2023-10-02 10:33:00
Dimakatso Ragedi ne le sait que trop bien : tout à coup, il fait noir dans la maison, l’eau ne bouillonne plus dans la marmite, la machine à laver s’arrête, les téléphones portables ne chargent plus : les coupures de courant sont monnaie courante en Afrique du Sud.
Cette institutrice de 35 ans vit avec sa mère et sa fille à Cosmo City, dans la banlieue de Johannesburg. Il y a 12 ans, la famille a emménagé dans une petite maison simple, cofinancée par le parti au pouvoir, le Congrès national africain (ANC).
“S’il n’y a pas d’électricité, nous utilisons une cuisinière à gaz et des ampoules rechargeables”, a déclaré Ragedi à DW. Lorsqu’ils vivaient encore dans la cabane en tôle ondulée du township d’Alexandra, la famille ne pouvait se permettre que des bougies et des réchauds à pétrole, comme la plupart des Sud-Africains pauvres.
L’ANC n’a pas atteint ses objectifs
Ragedi a réussi à mener une vie meilleure, mais pour beaucoup de gens, rien n’a changé : le mouvement de libération de Nelson Mandela a promis à la population à majorité noire plus de prospérité et un logement convenable comme droit fondamental dans son premier programme électoral en 1994. Aujourd’hui, près de 30 ans après son arrivée au pouvoir, l’ANC parvient à peine à maintenir l’éclairage dans les maisons.
La crise de l’électricité s’aggrave: “Des pannes de courant allant jusqu’à douze heures par jour au premier semestre”, déclare Raika Wiethe à DW. Elle habite à Parkview, un quartier résidentiel verdoyant au nord de la métropole économique.
Alors que l’Afrique du Sud a accueilli les chefs d’État internationaux au sommet des BRICS en août, l’approvisionnement en énergie était plus stable et l’électricité est désormais coupée plus souvent, a déclaré l’enseignant.
Le président sud-africain est sous pression : “Cyril Ramaphosa a profité du sommet des BRICS pour améliorer sa propre réputation et accroître considérablement le poids diplomatique de l’Afrique du Sud dans une communauté mondiale en pleine mutation”, estime l’analyste indépendant Daniel Silke.
Plus de responsabilité politique
Mais cela ne joue aucun rôle dans la politique locale.
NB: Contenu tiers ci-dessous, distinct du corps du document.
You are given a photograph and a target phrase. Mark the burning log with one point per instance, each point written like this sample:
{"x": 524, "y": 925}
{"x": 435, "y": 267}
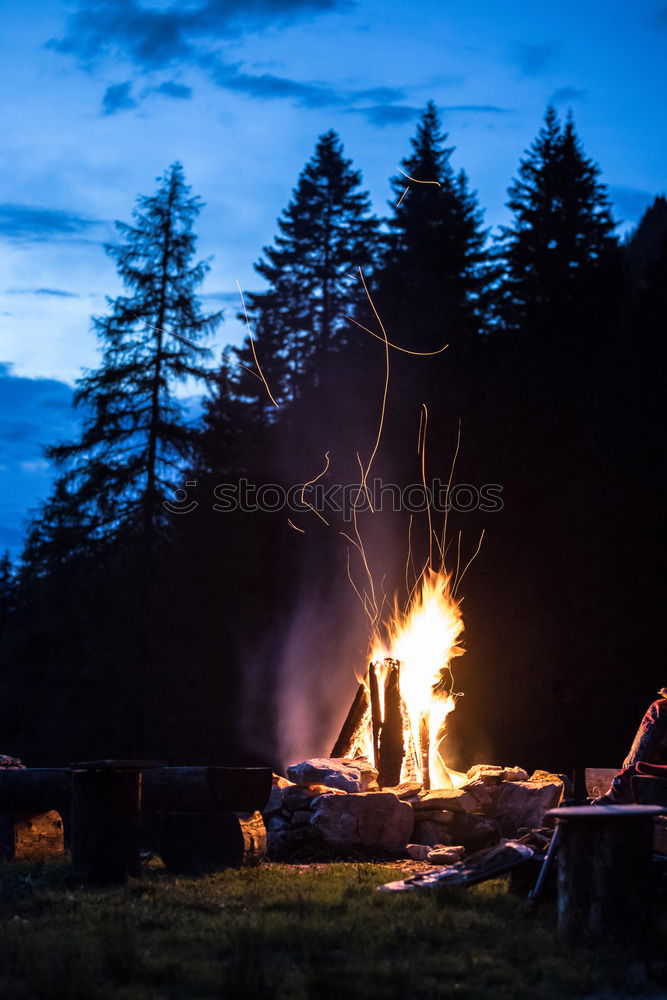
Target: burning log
{"x": 354, "y": 721}
{"x": 31, "y": 837}
{"x": 398, "y": 717}
{"x": 376, "y": 713}
{"x": 390, "y": 750}
{"x": 35, "y": 790}
{"x": 425, "y": 750}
Les Sud-Africains étaient préoccupés par les problèmes sous-jacents sur le terrain, la mauvaise administration, la hausse des prix et le chômage. “L’ANC doit assumer davantage de responsabilités et veiller à ce que les lumières ne s’éteignent pas”, a déclaré Silke à DW.
Le fournisseur d’énergie public Eskom, qui produit 90 pour cent de l’électricité consommée dans le pays, a une dette d’environ 21 milliards d’euros et est aux prises avec des centrales électriques au charbon en difficulté qui tombent régulièrement en panne – pour la première fois en 2008. Le groupe est également accusé de corruption et de mauvaise gestion.
Les coupures de courant quotidiennes affectent les entreprises et les ménages dans une économie affaiblie et déjà confrontée à une inflation élevée. “La plus grande crainte est qu’il y ait un effondrement complet du réseau électrique”, déclare Dimakatso Ragedi chez elle à Cosmo City.
Afrique du Sud : un désastre ?
La confiance dans l’ANC a diminué, y compris parmi les enseignants du primaire : avant chaque élection, le gouvernement promet plus de logements pour les pauvres et d’emplois, moins de criminalité et de corruption, dit Ragedi. “Mais nous nous dirigeons vers des conditions comme celles du Zimbabwe.”
Le pays voisin du Zimbabwe a été mis à mal au point de devenir hyperinflationniste par le dictateur Robert Mugabe et ne s’en est jamais remis. “Nous sommes une démocratie, mais pour le moment, on dirait que nous sommes un pays autocratique, c’est un désastre”, fustige-t-elle le président Cyril Ramaphosa.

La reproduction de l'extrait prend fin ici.